El hombre salió a ordeñar antes de que saliera el sol y en el camino vio una lucecita que le llamó la atención en una loma cercana. Es bien sabido que cuando brillaba una luz así en el altiplano, se trataba de un “encanto”, una señal de que en ese lugar había algún tipo de riqueza, que generalmente consistía en oro y se le presentaba a personas de buen corazón. El abuelo se encamino hacia aquella luz, pero esta se encontraba en una zona de difícil acceso, tocaba bordearla un buen trecho para llegarle por la parte de arriba, pues era un peñasco.
Cuando estuvo cerca empezó a escuchar un sonido como de una tormenta lejana pero que venía del fondo de la tierra, inmediatamente el suelo comenzó a temblar a medida que se intensificaba el sonido proveniente del subsuelo. Con esto el abuelo entendió que no debía acercarse al sitio.

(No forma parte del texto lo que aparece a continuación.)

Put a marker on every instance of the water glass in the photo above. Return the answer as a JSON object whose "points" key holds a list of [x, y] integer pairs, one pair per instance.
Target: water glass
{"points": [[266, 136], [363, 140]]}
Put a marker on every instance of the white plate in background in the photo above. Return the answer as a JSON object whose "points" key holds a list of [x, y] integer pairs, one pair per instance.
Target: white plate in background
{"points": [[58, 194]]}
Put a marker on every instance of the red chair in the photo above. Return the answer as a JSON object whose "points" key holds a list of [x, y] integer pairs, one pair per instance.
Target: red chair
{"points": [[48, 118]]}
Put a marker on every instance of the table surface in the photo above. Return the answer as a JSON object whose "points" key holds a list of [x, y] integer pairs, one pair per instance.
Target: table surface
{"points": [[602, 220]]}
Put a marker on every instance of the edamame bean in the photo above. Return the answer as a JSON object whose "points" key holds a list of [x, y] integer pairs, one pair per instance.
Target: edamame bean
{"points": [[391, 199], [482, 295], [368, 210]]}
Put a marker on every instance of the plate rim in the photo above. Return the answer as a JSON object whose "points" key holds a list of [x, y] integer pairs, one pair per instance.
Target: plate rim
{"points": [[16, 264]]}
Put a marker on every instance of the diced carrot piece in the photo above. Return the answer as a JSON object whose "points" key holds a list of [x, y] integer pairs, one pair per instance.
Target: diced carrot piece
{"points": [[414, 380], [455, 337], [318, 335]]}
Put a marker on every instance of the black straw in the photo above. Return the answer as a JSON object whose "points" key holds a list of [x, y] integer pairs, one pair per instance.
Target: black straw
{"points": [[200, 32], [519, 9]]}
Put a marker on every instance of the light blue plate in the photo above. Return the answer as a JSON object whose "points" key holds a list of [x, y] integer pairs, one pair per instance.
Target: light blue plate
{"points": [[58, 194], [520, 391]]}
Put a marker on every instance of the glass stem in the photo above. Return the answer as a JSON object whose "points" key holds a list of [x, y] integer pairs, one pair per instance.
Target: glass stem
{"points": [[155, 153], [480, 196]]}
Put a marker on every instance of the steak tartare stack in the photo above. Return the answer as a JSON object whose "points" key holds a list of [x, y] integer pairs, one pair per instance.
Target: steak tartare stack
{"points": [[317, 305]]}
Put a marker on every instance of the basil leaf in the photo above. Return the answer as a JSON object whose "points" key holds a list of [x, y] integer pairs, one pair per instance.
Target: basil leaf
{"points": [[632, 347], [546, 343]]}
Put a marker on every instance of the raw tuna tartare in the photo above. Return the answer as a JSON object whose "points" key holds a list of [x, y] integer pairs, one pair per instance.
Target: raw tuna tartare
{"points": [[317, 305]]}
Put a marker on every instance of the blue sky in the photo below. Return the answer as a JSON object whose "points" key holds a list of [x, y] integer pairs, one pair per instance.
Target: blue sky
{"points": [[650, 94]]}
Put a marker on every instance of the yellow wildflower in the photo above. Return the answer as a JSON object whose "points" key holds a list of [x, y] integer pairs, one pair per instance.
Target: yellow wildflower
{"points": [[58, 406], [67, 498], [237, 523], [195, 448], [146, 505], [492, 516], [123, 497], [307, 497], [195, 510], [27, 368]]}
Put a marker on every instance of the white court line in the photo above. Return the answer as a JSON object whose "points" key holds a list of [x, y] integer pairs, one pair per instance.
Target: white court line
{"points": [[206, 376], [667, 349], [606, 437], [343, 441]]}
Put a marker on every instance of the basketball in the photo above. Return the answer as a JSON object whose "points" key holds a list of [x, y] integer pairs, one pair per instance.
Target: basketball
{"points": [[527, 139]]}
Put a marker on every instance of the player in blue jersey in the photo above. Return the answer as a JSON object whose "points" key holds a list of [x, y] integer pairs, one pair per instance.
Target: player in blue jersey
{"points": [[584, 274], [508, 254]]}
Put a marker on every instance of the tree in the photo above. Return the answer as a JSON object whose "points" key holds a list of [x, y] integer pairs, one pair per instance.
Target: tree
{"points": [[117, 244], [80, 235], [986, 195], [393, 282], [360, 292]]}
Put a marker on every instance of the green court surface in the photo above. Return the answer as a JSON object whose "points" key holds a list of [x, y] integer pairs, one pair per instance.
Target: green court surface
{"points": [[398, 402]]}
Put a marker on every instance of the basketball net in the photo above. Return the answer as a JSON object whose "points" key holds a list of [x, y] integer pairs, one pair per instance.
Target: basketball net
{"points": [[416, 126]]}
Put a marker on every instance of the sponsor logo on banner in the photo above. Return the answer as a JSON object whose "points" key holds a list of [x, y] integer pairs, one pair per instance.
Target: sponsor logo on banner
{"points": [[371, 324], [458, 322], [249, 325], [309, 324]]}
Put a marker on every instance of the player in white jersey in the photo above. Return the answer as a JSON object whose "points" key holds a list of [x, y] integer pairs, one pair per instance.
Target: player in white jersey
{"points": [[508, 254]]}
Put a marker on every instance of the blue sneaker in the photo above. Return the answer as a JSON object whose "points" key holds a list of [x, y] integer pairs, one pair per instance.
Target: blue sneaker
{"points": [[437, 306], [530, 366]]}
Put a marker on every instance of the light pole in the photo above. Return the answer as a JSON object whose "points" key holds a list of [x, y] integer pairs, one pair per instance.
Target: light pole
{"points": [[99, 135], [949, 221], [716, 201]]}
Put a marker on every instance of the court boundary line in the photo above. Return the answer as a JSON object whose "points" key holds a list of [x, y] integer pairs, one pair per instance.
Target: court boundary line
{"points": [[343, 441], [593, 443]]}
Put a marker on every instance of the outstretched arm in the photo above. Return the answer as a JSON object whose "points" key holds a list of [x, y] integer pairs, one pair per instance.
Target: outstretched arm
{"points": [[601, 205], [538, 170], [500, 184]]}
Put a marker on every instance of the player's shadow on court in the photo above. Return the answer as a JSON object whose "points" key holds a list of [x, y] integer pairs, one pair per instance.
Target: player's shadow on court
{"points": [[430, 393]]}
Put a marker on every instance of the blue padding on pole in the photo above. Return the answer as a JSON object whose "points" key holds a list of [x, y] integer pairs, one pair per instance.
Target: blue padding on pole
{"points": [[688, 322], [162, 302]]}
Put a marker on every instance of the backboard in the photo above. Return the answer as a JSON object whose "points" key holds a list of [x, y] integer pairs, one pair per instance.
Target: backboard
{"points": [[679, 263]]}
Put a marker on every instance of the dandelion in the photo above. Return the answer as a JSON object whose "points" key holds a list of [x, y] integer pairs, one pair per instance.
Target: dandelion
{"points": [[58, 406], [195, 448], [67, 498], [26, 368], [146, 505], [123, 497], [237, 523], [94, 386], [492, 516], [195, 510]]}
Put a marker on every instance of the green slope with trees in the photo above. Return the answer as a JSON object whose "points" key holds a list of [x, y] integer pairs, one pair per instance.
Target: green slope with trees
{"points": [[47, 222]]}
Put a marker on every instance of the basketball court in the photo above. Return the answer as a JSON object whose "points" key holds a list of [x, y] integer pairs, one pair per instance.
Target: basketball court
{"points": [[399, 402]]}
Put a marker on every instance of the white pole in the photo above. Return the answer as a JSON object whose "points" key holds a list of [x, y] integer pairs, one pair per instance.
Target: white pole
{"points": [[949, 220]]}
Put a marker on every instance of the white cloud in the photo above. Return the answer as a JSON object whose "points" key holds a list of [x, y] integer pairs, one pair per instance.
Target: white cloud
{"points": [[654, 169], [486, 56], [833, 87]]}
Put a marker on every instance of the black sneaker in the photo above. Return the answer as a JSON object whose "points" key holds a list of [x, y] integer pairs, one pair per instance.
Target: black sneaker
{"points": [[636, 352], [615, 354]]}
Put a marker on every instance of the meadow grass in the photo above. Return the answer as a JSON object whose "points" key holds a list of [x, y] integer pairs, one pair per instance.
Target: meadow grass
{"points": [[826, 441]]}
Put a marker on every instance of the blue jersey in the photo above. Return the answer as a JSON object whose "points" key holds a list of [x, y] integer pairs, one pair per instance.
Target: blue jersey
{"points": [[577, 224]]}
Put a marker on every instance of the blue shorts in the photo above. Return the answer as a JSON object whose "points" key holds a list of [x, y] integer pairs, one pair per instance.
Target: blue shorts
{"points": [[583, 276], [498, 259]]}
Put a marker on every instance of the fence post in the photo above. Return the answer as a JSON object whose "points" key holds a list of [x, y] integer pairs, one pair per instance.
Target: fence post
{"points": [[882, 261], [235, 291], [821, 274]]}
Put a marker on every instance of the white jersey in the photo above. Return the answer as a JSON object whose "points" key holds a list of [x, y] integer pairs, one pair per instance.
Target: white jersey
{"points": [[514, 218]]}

Así pues luego amaneció y el hombre ya llevaba las cantinas para dejarlas en el cruce, donde el Lechero las recogía. Subió a su casa para tomar el desayuno y seguir con las demás labores del campo, aporcar una semilla, remudar las ovejas, arreglar el establo, apartar el ganado, cortar una leña y ya en horas de la tarde, al lado del fogón con su familia, echar unas cantas y unas coplas al compás de su tiple carranguero:
Yo me vide un Tunjo
Subiendo pal alto e´Vita
No más mire y tese quieto
Quiso decirme la tierrita
Ya entrada la noche, el hombre guardó las gallinas, le dio la comida al gato y a los tres perros y se dispuso a pegar el ojo. Le costó conseguir dormirse y hasta batalló un poco mentando al mandingas que a veces en sueños le pedía que le hiciera una canta. Soñó con un niño de oro, que lo invitaba a entrar en la montaña donde podía apreciar la mayor riqueza que hombre alguno pudiese imaginar jamás, como se dice un tesoro que no era de este mundo. Una vez adentro, el niño dorado le dijo:
– Yo soy el custodio de esta montaña, pero esta montaña no es solo lo que sus ojos pueden ver. Ahora que usted sabe dónde habito, procure que se me cuide para que los campos de estas lomas sigan siendo abundantes y frugales.
El abuelo se despertó y procuró guardar en secreto lo que había visto y soñado, pues era esa la forma más segura de mantener al encanto a salvo y por ende a toda la vereda. Sin embargo con el tiempo varias personas vieron las luces también y experimentaron lo mismo que había experimentado el abuelo cuando intentó acercarse al lugar.
Así pues la historia se fue volviendo muchas historias que cada uno adornaba y exageraba de acuerdo a su potencial imaginación y elocuencia, hasta que un día en una tienda del pueblo un extranjero oyó a varios jóvenes que hablaban del encanto, de como se había abierto la tierra frente a ellos y el deslumbrante dorado había enceguecido sus vistas, pero que era imposible resistir el embate de esa lugar que los sacaba a perderse celoso de su riqueza.
El extranjero convino con los muchachos para que le enseñaran el lugar y estos accedieron, pero de lejitos, pues no querían ser devorados por la tierra y terminar así sus días. Paso el tiempo y al cabo de un año el gringo volvió acompañado de otros extranjeros. Armaron campamento muy cerca del sitio y se instalaron allí por un periodo de quince días.
La abuela me contaba, al lado de su fogón, años después de que el abuelo falleciera, que la cuadrilla traía un poco de aparatos raros, que anduvieron merodeando todo ese tiempo y de pronto un día levantaron el campamento y se marcharon.
Lo cierto es que a partir de ese día nadie más volvió a ver las lucecitas, y a algún curioso le dio por transitar por allí para corroborar que la tierra ya no temblaba ni tronaba como antes. El encanto desapareció.
No obstante el sueño del abuelo resultó profético, pues hoy en día y desde hace ya cuarenta años, se menoscaba la montaña con una minería a cielo abierto sin precedentes, que despojó a los campesinos no solo de un pedazo de tierra, sino de una forma de vida, de un legado cultural y de un porvenir.